Hallamos dos capítulos relacionados con el cine, la materia predilecta del autor: el primero es el encuentro, en el tren a Tarrasa, del periodista con el actor Castel Rodrigo [16], quien habla de su amistad con Gardel desde «poco antes de la Gran Guerra», al que conoció en Rosario de Santa Fe, cuando coincidieron al hospedarse en una pensión de artistas en la calle Mitre, esquina a Córdoba. Rodrigo informa a P. de Somacarrera de que empezó a cantar «ya pasados los veinte años» no tangos, sino canciones criollas junto a Razzano en cafés y «en cines de barriada, vistiendo prendas de calle». Rodrigo cuenta algunas anécdotas, como el conocido suceso del disparo que recibió Gardel o la desconocida (tanto que suponemos invención del actor) en el que coincidieron como jurado de un concurso de baile de tango en Rosario. Uno de los datos que nos hace desconfiar de las aportaciones de Rodrigo es que este diga que trató diariamente al Mago «tres o cuatro años» en Rosario [17], algo imposible, hasta que se fue con Razzano a Buenos Aires, donde lo volvió a ver en 1917, en el café Imperial de la calle Corrientes. El actor apunta el cambio de suerte de Gardel en lo económico: «Ganaba el dinero con más facilidad y su popularidad comenzaba a tejer guirnaldas de gloria».

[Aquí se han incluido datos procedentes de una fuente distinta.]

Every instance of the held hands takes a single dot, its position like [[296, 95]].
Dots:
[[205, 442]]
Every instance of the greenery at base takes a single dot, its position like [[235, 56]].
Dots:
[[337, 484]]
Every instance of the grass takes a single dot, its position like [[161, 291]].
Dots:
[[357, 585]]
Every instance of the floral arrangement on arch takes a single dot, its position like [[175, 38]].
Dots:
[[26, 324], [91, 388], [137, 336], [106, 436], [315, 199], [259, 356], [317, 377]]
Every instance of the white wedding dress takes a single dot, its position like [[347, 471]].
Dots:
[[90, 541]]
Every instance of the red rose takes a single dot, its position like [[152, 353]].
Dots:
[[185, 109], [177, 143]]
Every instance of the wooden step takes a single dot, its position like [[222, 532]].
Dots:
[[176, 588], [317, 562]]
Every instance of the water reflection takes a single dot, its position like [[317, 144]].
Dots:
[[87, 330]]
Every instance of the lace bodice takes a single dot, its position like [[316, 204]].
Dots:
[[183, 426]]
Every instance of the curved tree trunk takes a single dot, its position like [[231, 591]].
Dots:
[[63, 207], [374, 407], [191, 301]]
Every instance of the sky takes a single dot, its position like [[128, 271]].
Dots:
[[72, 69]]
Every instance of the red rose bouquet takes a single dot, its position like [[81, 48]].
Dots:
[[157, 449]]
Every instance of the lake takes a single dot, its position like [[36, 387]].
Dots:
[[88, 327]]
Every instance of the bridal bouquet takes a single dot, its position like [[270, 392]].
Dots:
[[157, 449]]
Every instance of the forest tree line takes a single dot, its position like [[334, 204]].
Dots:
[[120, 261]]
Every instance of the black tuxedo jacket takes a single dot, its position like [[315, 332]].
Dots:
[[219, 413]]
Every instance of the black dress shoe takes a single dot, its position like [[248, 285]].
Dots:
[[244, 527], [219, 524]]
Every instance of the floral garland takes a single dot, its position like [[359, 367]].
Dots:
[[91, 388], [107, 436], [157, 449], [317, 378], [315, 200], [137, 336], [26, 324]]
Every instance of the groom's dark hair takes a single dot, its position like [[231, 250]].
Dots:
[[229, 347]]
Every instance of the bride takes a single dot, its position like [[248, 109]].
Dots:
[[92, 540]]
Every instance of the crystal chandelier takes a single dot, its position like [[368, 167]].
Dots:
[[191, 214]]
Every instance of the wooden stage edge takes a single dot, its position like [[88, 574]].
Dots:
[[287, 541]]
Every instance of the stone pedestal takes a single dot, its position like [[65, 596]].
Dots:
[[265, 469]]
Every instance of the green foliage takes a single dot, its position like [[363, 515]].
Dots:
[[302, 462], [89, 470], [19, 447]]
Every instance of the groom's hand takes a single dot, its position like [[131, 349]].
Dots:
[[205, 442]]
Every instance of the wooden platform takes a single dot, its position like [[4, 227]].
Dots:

La segunda aportación, de mayor interés, es la breve trayectoria cinematográfica que hallamos en estas páginas. El autor comienza señalando una decepción y una revelación [18]:

La primera actuación de Gardel en el cine fue en La canción del gaucho. Me encontraba por entonces en Santander. Era en el verano de 1931. Una noche, al llegar a la redacción del periódico en que trabajaba, me encontré una tarjeta sobre mi mesa de trabajo. Era de un señor argentino, enviado extraordinario del diario La Época, de Buenos Aires. Una invitación para el cine Victoria, salón donde se proyectaba La canción del gaucho, cantada por Carlos Gardel.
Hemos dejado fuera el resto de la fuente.